DAY 2: GO LOCAL IN ROME
9 a.m. Shopping in Rione I Monti
Start your second day in Rome with a quintessentially Italian feel in the Rione I Monti. With its cute vintage shops and cobblestone alleys, the I Monti itself is the perfect place to get lost in. To check out one of Roman’s favourite meeting spots head to Piazza della Madonna dei Monti, just off the famous Via dei Serpenti. Here, at any time of the day, you’ll find locals sitting on the steps of the fountain and chatting.
1 p.m. Eat with the Locals in Trastevere
Lunch like a local? Trastevere, Roman’s favourite neighbourhood, is the place to be. Pick a takeaway starter at I Supplì, Via di San Francesco a Ripa 137, a local secret named after its speciality: fried rice-ball mixed with ragù and mozzarella and cooked to perfection. Then head to the charming trattoria Da Teo, Piazza del Ponziani 7a, to try the saltimbocca, ‘jump in your mouth,’ slices of veal topped with prosciutto crudo and fresh sage, then marinated with white wine. It is classic Roman cooking at its best. After this challenging amount of food lie down in the sun along the river while observing the locals in their daily activities or make your way over to Santa Cecilia in Trastevere and experience the more laid-back atmosphere of this side of Trastevere.
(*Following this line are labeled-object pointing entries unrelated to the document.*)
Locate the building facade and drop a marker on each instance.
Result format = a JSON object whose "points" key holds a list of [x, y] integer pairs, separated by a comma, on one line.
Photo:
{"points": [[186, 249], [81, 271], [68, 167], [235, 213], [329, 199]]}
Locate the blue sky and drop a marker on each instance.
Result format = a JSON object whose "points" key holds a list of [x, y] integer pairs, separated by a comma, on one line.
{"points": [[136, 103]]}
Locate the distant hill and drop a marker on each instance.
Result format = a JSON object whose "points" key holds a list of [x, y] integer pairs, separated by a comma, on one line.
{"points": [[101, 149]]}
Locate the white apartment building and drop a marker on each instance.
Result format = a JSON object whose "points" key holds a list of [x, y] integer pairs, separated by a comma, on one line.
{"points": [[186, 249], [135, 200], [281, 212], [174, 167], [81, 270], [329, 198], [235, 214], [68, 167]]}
6 p.m. Watch the sunset on the Eternal City from the Orange Trees Garden
Around 6 pm cross the Ponte Palatino and climb up Aventine Hill to soak in the beauty of the city at sunset. Peek through the Keyhole of the Knight’s of Malta for a great view of St. Peter’s Dome before meandering to the Giardino degli Aranci, the Orange Tree Garden, one of Rome’s most romantic, peaceful and scenic gardens. Take a seat at the ledge, overlooking the Eternal City and the winding Tiber river, and watch the domes in the distance lighting up slowly as the sunset colours the sky with hues of red, orange and purples.
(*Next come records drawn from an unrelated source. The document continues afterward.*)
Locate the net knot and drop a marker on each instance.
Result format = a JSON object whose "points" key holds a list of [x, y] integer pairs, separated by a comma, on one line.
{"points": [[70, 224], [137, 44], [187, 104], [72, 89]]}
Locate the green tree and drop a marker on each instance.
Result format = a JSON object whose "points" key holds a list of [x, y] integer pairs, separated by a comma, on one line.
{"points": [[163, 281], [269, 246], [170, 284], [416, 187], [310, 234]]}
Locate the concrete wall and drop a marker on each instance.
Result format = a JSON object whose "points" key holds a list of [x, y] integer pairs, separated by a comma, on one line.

8 p.m. Enjoy Roman specialities in the foodie neighbourhood Testaccio
At 8 pm head down to foodie neighbourhood Testaccio for dinner where the locals eat. Here you have many different options. For a delicious Roman-style crispy pizza go to Pizzeria Da Remo, Piazza di Santa Maria Liberatrice 44. Be sure to start with fritti, mouthwateringly fried appetizers. Looking for a good amatriciana? At Da Bucatino, Via Luca della Robbia 84, this tomato-based pasta with crispy guanciale (cured pork jowl) is served with bucatini – thicker, hollow spaghetti – in true Roman style. You didn’t make it in time for a cacio e pepe at Sora Margherita last night? We’ve got you covered! Felice a Testaccio, Via Mastro Giorgio 29, makes one of the most famous renditions of this dish!
TIPS FOR VISITING ROME:
- Two (actually three) birds with one stone! Entrance to the Palatine is included in the combined ticket for the Colosseum and the Roman Forum – valid for 2 days. But make sure you book a guide or rent an audio guide to discover more about the heritage of the Roman Empire.
- Watch your belongings. In crowded places like the Trevi Fountain, Termini Station and the metro stations, people will be brushing up against each other and being alert will make sure no one walks off with your valuables.
- Rome must be visited once during the day and then again at night. As dusk falls, the Eternal City becomes especially charming. Illuminated by moonlight, cobbled piazzas seem more romantic, ancient monuments more stirring and ancient ruins more stimulating to gaze upon.